Firdaus wanted to beg and plead, to ask him to forget about the monsters in his waking dream, to set aside thoughts of the vanished American, and to forgive his wife and take her back and be happy with life’s blessings, such as they were. But that would make her an enemy too and she didn’t want that. So she agreed to do what Shalimar the clown required, and the next evening after working all day in the fruit orchards she walked to Shirmal again and this time when the news bulletin began she got up and followed Hasina Yambarzal outside, tugging at her shawl to indicate that she wanted a private word. At first, when Firdaus told the waza’s wife what she wanted, Hasina feigned bewilderment, but Firdaus raised the palm of her right hand to indicate that the time for subterfuge was past. “Harud, excuse me,” she said, “but stop, please, your bullshit. I don’t know you as well as I should, but I already know you better than your husband does, who is too besotted with love to see you straight. I recognize the pain in your eyes because I have the same pain in mine. So tell your sons the secretive electricians that when next they run into my son the wood-whittler, my boy who was always so clever with his hands, they should mention that his brother wants to be friends with him again.” The other women were gathered around a brazier of hot coals and began to throw curious glances in their direction, so they started laughing and giggling as if they
were sharing risqué confidences about their husbands the waza and the sarpanch. Hasina Yambarzal’s eyes were not laughing, however. “The resistance isn’t a social club,” she giggled, putting her hands over her mouth and widening those calculating eyes as if she had just been told something really awful. “I’m not a fool, madam,” chuckled Firdaus severely. “And Anees will surely understand what I mean.” One of her eyes was lazy but the brightness in it was unmistakably energetic. Hasina shut up fast, nodded and went back into the tent to watch TV.
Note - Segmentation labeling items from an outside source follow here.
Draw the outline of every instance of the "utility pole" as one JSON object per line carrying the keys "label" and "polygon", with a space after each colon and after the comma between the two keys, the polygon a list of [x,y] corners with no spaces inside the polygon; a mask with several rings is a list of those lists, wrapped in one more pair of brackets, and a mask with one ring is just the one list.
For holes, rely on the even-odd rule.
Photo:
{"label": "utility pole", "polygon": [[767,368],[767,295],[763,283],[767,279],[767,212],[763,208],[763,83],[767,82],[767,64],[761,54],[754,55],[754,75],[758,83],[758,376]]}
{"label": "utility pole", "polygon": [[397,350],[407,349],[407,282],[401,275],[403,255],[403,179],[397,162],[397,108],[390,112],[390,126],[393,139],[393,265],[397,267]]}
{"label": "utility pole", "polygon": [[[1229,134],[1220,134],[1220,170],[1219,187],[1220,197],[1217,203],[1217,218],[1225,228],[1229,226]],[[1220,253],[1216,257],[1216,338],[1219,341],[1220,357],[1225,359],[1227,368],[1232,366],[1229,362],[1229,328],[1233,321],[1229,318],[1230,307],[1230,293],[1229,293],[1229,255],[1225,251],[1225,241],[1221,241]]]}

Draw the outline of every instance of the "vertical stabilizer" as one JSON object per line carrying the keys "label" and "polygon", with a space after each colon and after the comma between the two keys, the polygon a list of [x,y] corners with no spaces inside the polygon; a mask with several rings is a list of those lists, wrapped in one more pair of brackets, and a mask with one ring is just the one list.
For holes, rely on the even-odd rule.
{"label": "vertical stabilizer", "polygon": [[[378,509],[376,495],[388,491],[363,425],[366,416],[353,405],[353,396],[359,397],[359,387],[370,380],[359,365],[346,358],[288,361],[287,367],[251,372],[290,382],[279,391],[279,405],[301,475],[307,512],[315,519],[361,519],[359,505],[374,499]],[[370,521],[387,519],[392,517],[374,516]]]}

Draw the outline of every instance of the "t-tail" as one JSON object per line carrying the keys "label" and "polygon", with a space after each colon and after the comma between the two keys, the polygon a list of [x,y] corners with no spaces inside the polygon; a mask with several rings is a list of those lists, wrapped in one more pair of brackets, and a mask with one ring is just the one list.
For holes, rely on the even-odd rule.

The next morning Firdaus demanded that Abdullah accompany her into the saffron field where, many years earlier, she had disported herself with the young Pamposh Kaul. Here, far from imprudent ears, she told her husband that an evil demon had gotten into their son Shalimar the clown up there in the frozen north, near the Line of Control. “He just wants to kill everyone now,” she told Abdullah Noman. “His wife, okay, that was a problem before, but now it’s also the philandering ambassador, and the whole army, and I don’t know who else. So either a djinni has taken him over or else it has been hiding inside him all this time, as if he was a bottle waiting for someone to uncork him, and either that’s what Boonyi did when she came back from the American or something happened to him when he was far from home. Hai-hai,” she wailed. “What did my son ever do wrong, to be captured by the devil?”